Leader Aung Suu Kyi faces Rohingya genocide hearings at The Hague
Office of Myanmar's civilian leader Aung San Suu Kyi, a Nobel peace prize laureate, has said she will lead her country's defence personally.
The Hague: In a wood-panelled hall of the ornate Peace Palace at The Hague, lawyers pressing a case against Myanmar for alleged genocide against its Muslim Rohingya minority would next week ask judges to order immediate action to protect them from further violence.
Gambia, a tiny, mainly Muslim West African country, filed a lawsuit in November accusing Myanmar of genocide, the most serious international crime.
During three days of hearings starting December 10, it will ask the 16-member panel of UN judges at the International Court of Justice (ICJ) to impose "provisional measures" to protect the Rohingya before the case can be heard in full.
More than 730,000 Rohingya Muslims have fled Myanmar to neighbouring Bangladesh since a 2017 military crackdown, which UN investigators found in August to have been carried out with "genocidal intent". Myanmar vehemently denies allegations of genocide.
The office of Myanmar's civilian leader Aung San Suu Kyi, a Nobel peace prize laureate, has said she will lead her country's defence personally. Myanmar's legal team is expected to argue that genocide did not occur, that the top UN court lacks jurisdiction and that the case fails to meet a requirement that a dispute exists between Myanmar and Gambia.

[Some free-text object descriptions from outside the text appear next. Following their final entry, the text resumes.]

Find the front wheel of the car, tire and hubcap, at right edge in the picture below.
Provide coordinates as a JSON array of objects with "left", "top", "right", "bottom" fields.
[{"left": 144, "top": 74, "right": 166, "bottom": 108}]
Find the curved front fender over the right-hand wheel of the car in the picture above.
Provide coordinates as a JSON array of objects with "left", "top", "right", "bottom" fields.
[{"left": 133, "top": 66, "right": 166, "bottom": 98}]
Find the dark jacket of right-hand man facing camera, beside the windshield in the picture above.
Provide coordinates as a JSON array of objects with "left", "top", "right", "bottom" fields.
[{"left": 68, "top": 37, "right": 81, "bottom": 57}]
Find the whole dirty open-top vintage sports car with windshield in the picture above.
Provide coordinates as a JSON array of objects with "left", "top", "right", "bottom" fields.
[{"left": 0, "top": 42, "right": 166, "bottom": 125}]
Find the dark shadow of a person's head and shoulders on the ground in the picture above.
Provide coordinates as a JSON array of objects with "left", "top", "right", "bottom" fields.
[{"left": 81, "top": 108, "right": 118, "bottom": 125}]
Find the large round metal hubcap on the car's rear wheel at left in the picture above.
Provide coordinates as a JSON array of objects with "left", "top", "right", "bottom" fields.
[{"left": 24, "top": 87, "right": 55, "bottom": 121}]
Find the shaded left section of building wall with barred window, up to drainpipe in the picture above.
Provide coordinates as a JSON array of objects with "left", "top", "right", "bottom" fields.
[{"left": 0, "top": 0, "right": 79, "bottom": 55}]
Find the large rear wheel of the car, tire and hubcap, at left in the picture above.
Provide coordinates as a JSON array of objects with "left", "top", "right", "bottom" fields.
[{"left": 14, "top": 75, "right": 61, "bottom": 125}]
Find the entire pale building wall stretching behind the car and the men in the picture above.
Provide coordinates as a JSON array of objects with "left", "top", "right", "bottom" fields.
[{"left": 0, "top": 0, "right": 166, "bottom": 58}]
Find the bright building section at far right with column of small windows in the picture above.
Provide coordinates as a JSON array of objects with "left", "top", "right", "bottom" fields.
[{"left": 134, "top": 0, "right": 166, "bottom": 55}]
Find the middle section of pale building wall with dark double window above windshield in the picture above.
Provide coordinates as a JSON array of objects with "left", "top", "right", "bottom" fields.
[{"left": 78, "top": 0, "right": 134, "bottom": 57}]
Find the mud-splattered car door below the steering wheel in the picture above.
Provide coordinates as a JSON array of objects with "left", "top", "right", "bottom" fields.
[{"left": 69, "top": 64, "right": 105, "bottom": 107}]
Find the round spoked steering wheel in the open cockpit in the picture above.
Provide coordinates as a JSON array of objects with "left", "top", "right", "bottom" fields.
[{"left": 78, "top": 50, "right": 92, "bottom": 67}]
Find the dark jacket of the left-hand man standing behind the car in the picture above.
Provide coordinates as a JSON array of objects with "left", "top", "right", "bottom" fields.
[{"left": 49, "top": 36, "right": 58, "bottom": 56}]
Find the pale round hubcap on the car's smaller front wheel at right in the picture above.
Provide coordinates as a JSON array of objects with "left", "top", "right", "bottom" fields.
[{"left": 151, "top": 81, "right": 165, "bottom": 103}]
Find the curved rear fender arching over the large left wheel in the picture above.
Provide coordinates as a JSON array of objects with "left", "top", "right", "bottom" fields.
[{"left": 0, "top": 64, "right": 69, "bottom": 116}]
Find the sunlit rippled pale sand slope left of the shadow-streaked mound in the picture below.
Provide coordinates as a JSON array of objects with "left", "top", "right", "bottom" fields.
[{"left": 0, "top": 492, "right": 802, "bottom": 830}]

Gambia's request for a provisional injunction is the legal equivalent of seeking a restraining order against a country.
"If the court feels there is sufficient threat and it needs to step in, it can ... order Myanmar to cease and desist in terms of military operations and violence so that civilians are protected," said Priya Pillai, an international lawyer with the Asia Justice Coalition, an NGO.
In an overcrowded refugee camp in Bangladesh, 22-year-old Mohammed Nowkhim said he and fellow Rohingya were "waiting and praying" for a good outcome in The Hague, although most will be unable to watch the hearings due to poor internet access.

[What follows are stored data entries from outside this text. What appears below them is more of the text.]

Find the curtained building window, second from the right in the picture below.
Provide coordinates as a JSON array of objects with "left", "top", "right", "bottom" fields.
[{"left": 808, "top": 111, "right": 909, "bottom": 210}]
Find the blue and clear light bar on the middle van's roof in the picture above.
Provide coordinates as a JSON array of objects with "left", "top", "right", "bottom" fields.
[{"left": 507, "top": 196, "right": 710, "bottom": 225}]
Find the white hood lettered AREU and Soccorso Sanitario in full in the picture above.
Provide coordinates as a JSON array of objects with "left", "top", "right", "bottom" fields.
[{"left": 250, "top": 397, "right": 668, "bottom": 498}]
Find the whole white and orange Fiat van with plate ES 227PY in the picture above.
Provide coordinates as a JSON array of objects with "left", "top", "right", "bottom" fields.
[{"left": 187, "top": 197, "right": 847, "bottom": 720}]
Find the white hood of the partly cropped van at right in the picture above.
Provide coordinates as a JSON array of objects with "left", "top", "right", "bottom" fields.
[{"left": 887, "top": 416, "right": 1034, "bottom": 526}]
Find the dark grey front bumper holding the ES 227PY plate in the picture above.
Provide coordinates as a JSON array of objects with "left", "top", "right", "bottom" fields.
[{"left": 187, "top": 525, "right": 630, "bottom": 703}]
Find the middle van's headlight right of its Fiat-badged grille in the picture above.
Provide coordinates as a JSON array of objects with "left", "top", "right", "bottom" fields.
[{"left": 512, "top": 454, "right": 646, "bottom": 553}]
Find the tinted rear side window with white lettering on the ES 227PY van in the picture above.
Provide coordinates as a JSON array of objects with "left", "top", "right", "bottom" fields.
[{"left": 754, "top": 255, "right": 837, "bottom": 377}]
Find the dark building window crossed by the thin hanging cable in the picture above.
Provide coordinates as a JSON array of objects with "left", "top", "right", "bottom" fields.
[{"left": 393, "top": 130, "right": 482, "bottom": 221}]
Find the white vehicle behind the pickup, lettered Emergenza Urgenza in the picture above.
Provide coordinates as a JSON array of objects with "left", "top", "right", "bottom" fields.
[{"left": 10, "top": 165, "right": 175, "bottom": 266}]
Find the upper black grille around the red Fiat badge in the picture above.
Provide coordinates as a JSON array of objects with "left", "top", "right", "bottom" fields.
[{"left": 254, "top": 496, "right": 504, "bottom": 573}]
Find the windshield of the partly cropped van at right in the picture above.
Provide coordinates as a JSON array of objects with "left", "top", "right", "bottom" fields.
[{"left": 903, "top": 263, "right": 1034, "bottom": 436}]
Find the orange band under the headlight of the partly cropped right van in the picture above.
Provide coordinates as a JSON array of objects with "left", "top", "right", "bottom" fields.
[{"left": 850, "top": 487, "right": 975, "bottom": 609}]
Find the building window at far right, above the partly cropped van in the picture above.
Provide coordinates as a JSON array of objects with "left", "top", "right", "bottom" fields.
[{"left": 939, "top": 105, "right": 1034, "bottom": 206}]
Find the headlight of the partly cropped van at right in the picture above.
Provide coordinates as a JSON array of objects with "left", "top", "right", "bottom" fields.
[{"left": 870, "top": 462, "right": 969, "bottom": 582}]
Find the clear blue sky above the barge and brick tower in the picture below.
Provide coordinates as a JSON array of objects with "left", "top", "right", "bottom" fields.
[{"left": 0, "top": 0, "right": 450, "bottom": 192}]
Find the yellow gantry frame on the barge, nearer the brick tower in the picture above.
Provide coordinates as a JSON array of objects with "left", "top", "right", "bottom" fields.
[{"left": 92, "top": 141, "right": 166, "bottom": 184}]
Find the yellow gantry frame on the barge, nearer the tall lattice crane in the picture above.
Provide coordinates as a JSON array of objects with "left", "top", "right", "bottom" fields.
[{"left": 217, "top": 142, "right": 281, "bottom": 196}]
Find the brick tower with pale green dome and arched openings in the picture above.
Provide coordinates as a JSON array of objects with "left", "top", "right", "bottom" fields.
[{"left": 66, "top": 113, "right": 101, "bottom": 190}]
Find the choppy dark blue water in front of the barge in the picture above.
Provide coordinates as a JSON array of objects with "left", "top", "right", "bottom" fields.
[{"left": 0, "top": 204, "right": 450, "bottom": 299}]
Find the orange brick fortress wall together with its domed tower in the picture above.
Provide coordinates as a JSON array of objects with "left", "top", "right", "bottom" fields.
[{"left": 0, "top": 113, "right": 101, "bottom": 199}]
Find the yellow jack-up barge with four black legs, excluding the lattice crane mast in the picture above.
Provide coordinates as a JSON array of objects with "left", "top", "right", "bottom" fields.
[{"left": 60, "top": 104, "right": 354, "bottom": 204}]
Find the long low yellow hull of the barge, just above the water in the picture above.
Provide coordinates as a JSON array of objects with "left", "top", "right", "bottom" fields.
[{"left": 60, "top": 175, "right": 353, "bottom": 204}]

Nowkhim said he escaped Buthidaung town, an urban centre of northern Rakhine state, with his neighbours in August 2017.
"Our remaining villagers decided that we can't stay any more. If we stay they will kill us. So we gathered in one place and started our journey to Bangladesh," he told Reuters.
"Our Rohingya communities are waiting for the resolution of ICJ. We hope that something will change after ICJ," he said.
High legal bar
A decision on provisional measures is expected within weeks. Hearings dealing with the core allegation of genocide could begin in 2020, but cases at the ICJ, the leading UN court for disputes between states, often take years.

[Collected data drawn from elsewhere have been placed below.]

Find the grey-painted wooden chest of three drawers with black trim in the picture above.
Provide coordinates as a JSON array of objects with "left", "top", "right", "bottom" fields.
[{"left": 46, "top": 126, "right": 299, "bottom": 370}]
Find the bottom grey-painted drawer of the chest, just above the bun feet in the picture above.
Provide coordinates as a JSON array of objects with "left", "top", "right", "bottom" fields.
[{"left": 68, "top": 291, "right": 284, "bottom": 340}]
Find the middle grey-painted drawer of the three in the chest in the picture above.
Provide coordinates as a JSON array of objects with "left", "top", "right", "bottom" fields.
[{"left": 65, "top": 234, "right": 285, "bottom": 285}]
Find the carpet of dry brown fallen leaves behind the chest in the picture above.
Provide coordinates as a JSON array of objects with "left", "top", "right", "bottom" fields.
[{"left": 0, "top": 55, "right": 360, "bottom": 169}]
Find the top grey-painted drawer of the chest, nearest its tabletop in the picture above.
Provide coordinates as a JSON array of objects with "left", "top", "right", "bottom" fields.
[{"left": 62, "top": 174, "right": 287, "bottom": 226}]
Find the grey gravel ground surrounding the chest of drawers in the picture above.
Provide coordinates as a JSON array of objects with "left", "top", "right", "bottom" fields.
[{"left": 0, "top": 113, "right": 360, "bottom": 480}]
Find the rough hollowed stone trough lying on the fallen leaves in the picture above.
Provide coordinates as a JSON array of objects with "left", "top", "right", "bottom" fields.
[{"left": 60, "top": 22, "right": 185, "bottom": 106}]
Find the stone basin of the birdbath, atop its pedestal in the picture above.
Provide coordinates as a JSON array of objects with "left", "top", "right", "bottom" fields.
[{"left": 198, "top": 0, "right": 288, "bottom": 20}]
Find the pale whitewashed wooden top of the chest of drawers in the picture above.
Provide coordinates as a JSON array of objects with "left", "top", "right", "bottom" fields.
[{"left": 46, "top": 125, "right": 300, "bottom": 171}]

The legal threshold for a finding of genocide is high. Just three cases have been recognised under international law since World War Two: Cambodia in the late 1970s; Rwanda in 1994; and Srebrenica, Bosnia, in 1995.
"Proving genocide has been difficult because of the high bar set by its 'intent requirement' - that is showing the genocidal acts, say killings, were carried out with the specific intent to eliminate a people on the basis of their ethnicity," said Richard Dicker, head of the international justice programme at New York-based Human Rights Watch.
Buddhist majority Myanmar rejects accusations of genocide against the Muslim population, but the government declined to provide details about its defence case ahead of the hearings.
"Allegations are easy," Thaung Tun, a senior member of Suu Kyi's cabinet, said in a tweet on Dec.1.
"But in law genocidal intent has to be established beyond reasonable doubt. It shouldn't be confused with personal motive prompting actions of a perpetrator. There must be sufficient evidence to prove, beyond a reasonable doubt, a policy to destroy the group."
Myanmar has previously denied almost all allegations made by refugees against its troops, including of mass rape, killings and arson. It says the army was engaged in a legitimate counterterrorism operation against Rohingya militants.
The UN investigators concluded that sexual violence committed by Myanmar troops against Rohingya women and girls in 2017 indicated the military intended to destroy the mainly Muslim ethnic minority.
Myanmar's government failed to hold anyone accountable and was therefore responsible "under the Genocide Convention for its failure to investigate and punish acts of genocide", the investigators' report said.
Those findings, along with other court cases launched against Myanmar in recent weeks, could play an important role in the ICJ proceedings.
"It's difficult to overstate the importance of what is unfolding at the ICJ," Dicker, at Human Rights Watch, said. "The global significance lies in that this is the first time the Genocide Convention has been put to use in the way its framers intended."